El vivir en una casa y dormir en una cama me resultataba casi siempre molesto, pero antes de que empezara a hacer frío solía escaparme a dormir en el bosque, de forma que me valía de descanso. Me gustaban más las cosas de antes, pero también me estaban empezando a gustar las nuevas un poco. La viuda decía que yo progresaba lento pero seguro y que lo hacía muy bien. Dijo que no se sentía avergonzada de mí.

Una mañana por casualidad volqué el salero a la hora del desayuno. Pesqué un poco de sal en cuanto pude para tirarla por encima del hombro izquierdo y alejar la mala suerte, pero la señorita Watson se me adelantó para impedírmelo. Va y me dice: «Quita esas manos, Huckleberry; ¡te pasas la vida ensuciándolo to-do!» La viuda trató de excusarme, pero aquello no iba a alejar la mala suerte, y yo lo sabía. Después de desayunar me fui, preocupado y temblando, preguntándome dónde me iba a caer y qué iba a hacer. Hay formas de escapar a algunos tipos de mala suerte, pero ésta no era una de ellas, así que no traté de hacer nada, sino que seguí adelante, muy desanimado y alerta a lo que pasaba.

Bajé por el jardín delantero y salté la puertecita por donde se pasa la valla alta. Había en el suelo una pulgada de nieve recién caída y vi las huellas de alguien. Venían de la cantera, se detenían ante la portezuela y después le daban la vuelta a la valla del jardín. Era curioso que no hubieran pasado después de haberse quedado allí. No lo entendía. En todo caso, resultaba extraño. Iba a seguirlas, pero primero me paré a examinarlas. Al principio no vi nada; después sí. En el tacón de la bota izquierda había una cruz hecha con clavos para que no se acercara el diablo.

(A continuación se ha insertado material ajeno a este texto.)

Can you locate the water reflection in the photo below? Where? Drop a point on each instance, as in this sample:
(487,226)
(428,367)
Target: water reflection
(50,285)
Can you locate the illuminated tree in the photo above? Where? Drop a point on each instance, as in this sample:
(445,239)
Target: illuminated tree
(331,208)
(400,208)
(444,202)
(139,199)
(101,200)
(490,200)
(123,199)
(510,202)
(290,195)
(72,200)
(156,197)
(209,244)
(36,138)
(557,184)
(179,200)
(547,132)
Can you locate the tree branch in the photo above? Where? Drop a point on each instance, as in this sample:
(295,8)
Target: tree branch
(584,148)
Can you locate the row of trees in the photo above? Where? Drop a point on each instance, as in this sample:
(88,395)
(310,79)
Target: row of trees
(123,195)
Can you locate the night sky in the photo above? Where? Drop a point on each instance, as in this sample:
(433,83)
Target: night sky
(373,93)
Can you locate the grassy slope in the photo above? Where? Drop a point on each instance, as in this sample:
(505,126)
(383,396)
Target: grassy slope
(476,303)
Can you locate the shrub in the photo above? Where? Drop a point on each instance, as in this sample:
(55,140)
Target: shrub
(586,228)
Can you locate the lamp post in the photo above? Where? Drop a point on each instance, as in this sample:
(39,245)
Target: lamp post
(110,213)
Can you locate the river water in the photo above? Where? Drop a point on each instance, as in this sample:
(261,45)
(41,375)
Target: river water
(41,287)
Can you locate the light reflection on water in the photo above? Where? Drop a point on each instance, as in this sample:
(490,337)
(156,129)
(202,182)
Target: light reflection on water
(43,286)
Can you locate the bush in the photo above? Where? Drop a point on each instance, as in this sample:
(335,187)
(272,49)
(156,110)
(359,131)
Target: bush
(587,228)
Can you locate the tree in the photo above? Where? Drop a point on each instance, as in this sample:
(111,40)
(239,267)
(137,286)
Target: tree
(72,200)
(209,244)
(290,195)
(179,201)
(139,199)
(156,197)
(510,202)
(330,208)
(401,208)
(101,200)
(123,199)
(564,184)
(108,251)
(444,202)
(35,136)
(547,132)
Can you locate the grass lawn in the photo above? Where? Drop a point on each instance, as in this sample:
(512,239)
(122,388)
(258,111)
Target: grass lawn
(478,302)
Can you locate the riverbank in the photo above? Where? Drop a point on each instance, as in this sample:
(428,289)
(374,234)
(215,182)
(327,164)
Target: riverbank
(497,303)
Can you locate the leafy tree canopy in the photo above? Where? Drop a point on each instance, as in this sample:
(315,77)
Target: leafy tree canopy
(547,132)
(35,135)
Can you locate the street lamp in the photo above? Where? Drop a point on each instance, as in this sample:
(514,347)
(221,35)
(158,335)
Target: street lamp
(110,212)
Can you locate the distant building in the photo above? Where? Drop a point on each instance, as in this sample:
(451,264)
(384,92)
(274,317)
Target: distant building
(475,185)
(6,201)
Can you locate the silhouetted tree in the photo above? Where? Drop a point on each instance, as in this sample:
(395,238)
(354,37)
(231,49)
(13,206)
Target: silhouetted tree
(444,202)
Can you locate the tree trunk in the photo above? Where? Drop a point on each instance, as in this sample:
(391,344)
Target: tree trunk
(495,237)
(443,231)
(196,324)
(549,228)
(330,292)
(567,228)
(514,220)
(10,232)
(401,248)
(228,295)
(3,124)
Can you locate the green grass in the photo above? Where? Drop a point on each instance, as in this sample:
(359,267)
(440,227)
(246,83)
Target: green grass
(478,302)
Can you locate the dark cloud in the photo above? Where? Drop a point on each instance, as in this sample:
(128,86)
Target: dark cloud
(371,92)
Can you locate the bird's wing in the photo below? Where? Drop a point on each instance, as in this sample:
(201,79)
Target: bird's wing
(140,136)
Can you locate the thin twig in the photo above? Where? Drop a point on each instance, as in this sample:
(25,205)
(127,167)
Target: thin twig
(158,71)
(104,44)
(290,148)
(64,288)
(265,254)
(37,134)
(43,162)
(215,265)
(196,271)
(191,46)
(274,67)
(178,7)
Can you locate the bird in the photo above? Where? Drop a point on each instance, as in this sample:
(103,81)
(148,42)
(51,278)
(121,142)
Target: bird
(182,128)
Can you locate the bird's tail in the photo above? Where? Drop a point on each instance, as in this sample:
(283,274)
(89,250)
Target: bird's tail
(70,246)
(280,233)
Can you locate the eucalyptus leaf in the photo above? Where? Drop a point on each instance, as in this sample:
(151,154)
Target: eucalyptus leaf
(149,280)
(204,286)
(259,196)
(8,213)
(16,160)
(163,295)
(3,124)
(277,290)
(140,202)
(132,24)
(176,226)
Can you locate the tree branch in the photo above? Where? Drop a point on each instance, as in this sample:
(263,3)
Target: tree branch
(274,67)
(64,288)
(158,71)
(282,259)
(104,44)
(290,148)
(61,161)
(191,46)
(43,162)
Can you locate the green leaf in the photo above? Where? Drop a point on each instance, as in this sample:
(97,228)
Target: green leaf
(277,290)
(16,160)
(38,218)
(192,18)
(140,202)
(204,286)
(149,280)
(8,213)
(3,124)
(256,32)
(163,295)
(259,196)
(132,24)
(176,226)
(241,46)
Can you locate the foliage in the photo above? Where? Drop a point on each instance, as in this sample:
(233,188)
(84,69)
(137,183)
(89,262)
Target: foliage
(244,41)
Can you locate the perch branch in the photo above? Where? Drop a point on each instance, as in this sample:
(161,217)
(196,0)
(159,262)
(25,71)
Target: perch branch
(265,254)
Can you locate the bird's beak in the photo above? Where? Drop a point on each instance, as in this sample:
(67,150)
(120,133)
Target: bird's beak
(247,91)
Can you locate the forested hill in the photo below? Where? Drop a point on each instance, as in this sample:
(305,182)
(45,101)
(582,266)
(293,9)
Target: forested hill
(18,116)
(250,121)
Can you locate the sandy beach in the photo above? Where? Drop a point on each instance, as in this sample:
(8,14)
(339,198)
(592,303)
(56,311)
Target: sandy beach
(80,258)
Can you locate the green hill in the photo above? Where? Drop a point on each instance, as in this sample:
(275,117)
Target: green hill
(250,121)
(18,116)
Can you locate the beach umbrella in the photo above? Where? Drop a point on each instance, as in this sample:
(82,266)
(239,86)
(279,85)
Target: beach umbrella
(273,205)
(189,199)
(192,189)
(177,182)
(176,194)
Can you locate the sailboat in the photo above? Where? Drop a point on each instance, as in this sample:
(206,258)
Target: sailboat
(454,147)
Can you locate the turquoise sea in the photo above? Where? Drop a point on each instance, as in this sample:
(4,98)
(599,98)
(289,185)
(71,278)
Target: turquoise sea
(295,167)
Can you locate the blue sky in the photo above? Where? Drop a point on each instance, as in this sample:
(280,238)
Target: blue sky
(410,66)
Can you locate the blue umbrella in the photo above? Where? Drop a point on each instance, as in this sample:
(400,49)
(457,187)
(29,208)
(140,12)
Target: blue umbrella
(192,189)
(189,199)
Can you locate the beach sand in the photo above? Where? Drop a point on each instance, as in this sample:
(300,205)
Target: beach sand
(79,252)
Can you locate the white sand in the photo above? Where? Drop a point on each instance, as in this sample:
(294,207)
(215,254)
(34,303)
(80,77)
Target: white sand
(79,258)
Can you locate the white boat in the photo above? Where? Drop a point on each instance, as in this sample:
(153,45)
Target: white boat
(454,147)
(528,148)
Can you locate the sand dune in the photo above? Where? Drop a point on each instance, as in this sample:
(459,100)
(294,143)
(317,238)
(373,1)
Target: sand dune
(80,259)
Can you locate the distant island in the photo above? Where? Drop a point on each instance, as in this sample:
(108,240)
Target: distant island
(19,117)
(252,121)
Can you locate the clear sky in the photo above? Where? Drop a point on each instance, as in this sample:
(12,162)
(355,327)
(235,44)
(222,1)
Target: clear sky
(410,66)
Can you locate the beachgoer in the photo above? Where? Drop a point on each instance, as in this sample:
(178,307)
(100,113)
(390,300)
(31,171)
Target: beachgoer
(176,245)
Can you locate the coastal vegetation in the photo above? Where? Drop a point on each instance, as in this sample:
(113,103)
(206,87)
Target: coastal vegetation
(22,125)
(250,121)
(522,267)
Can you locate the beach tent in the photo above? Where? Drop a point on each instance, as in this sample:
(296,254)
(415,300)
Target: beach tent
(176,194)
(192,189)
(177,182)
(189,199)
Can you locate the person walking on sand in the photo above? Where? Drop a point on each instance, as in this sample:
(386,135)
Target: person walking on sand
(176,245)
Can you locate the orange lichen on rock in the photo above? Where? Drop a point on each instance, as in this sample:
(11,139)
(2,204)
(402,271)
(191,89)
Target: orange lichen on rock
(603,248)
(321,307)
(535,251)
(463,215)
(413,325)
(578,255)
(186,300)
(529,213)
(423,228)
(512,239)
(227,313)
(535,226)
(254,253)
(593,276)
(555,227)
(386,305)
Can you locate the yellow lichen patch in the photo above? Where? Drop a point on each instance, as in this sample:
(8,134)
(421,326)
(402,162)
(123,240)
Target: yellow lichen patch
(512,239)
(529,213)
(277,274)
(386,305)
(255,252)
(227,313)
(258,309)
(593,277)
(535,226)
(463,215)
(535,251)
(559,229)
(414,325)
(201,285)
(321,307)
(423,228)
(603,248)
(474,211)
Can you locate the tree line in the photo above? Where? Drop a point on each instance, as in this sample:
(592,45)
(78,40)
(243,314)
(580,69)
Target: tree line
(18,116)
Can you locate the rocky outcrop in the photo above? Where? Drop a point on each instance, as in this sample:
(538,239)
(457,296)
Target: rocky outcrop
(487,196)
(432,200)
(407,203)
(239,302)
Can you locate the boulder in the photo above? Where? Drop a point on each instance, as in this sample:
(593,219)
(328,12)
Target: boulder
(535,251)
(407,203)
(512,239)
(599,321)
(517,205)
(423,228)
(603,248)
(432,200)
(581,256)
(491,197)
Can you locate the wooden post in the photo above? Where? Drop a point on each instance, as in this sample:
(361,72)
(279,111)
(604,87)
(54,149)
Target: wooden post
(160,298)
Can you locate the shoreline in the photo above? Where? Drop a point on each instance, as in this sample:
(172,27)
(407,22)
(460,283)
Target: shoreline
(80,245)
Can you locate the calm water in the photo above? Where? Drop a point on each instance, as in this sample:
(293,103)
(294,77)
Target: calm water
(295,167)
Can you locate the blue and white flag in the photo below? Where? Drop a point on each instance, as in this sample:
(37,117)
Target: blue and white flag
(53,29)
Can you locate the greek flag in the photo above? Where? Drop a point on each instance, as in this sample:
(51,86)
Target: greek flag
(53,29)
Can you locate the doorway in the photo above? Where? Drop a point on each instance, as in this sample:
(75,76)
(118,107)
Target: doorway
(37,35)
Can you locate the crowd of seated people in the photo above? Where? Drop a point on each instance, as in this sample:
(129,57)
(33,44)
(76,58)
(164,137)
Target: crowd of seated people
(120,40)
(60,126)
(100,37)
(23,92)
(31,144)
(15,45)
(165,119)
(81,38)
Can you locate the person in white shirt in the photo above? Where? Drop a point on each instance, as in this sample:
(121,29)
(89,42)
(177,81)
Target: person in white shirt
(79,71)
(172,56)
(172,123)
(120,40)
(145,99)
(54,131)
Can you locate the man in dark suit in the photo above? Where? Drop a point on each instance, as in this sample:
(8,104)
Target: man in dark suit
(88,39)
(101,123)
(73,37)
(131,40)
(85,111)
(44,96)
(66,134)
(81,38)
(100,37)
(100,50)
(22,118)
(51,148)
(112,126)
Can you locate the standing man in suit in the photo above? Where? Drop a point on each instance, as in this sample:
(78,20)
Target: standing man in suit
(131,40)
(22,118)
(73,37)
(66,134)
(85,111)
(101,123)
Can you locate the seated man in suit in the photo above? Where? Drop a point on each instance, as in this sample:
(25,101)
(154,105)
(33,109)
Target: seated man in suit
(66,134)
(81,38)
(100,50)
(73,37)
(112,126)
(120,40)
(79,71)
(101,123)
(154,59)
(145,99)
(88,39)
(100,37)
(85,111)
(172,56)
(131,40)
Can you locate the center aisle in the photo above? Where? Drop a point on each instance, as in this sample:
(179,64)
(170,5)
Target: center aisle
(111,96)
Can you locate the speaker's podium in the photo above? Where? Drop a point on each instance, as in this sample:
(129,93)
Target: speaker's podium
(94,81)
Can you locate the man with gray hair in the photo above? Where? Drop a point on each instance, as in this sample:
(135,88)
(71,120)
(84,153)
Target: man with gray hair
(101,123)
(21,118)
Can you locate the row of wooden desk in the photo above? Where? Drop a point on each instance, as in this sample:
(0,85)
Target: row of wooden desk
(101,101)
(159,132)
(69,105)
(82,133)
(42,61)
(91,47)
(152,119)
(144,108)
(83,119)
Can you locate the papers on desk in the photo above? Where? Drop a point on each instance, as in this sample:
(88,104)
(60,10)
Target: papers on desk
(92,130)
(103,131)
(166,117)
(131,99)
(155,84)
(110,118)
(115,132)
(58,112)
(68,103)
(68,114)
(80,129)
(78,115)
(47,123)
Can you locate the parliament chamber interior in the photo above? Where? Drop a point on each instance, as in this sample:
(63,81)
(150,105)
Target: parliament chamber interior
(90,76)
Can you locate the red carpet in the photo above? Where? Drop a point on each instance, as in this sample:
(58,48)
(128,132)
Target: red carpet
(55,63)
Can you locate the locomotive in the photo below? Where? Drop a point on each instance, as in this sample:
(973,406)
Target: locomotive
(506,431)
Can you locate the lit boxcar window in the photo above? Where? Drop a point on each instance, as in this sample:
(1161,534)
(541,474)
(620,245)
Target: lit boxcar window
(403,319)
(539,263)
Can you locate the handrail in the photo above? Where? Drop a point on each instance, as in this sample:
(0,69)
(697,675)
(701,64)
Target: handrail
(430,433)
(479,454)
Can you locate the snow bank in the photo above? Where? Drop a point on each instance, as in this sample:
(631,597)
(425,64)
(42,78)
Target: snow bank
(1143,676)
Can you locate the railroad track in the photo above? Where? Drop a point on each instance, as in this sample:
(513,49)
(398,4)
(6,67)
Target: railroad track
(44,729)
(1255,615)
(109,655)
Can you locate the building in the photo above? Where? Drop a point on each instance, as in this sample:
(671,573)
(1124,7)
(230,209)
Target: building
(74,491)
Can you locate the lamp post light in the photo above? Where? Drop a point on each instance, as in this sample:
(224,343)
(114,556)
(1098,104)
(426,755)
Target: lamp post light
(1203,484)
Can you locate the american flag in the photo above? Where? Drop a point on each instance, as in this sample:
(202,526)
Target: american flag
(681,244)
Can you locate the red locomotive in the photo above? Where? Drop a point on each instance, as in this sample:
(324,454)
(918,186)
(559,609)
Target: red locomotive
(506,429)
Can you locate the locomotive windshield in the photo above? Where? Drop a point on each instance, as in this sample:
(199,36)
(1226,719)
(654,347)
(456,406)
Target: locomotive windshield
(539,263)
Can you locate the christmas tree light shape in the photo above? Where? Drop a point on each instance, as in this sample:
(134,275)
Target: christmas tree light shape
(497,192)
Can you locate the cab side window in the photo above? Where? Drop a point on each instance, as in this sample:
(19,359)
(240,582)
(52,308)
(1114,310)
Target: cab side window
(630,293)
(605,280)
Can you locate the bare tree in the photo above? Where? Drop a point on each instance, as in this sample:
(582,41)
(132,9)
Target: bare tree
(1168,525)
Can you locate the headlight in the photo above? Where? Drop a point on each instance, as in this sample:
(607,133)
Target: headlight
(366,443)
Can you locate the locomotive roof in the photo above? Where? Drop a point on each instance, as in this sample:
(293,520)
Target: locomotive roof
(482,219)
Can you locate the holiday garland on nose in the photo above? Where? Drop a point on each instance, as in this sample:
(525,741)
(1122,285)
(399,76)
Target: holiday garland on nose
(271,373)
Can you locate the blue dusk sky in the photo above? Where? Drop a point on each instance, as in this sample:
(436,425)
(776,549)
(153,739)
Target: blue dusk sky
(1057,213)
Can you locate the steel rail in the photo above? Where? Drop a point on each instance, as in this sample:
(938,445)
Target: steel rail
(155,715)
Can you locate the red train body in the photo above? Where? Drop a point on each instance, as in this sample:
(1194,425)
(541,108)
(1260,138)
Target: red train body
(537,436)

En un segundo me levanté y bajé corriendo el cerro. De vez en cuando miraba por encima del hombro, pero no vi a nadie. Llegué a casa del juez Thatcher en cuanto pude. Me dijo:

–Pero, chico, estás sin aliento. ¿Has venido a buscar los intereses?

–No, señor -respondí-; ¿me los tiene usted?

–Ah, sí, anoche llegaron los del semestre: más de ciento cincuenta dólares. Para ti, toda una fortuna. Más vale que me dejes invertirlos con tus seis mil, porque si te los doy te los vas a gastar.

–No, señor -dije-. No quiero gastármelos. No los quiero para nada; y tampoco los seis mil. Quiero que se los quede usted; quiero dárselos a usted: los seis mil y todo.

Pareció sorprenderse. Era como si no lo pudiera comprender. Va y dice:

–Pero, ¿qué quieres decir, muchacho?

Y voy y le digo:

–Por favor, no me pregunte nada. Se lo queda usted; ¿verdad?

Y va y dice:

–Bueno, no sé qué hacer. ¿Pasa algo?

–Por favor, quédeselo y no me pregunte nada… así no tendré que contar mentiras.

Se lo pensó un rato y después dijo:

–¡Ah, ah! Creo que ya entiendo. Quieres venderme todos tus bienes; no dármelos.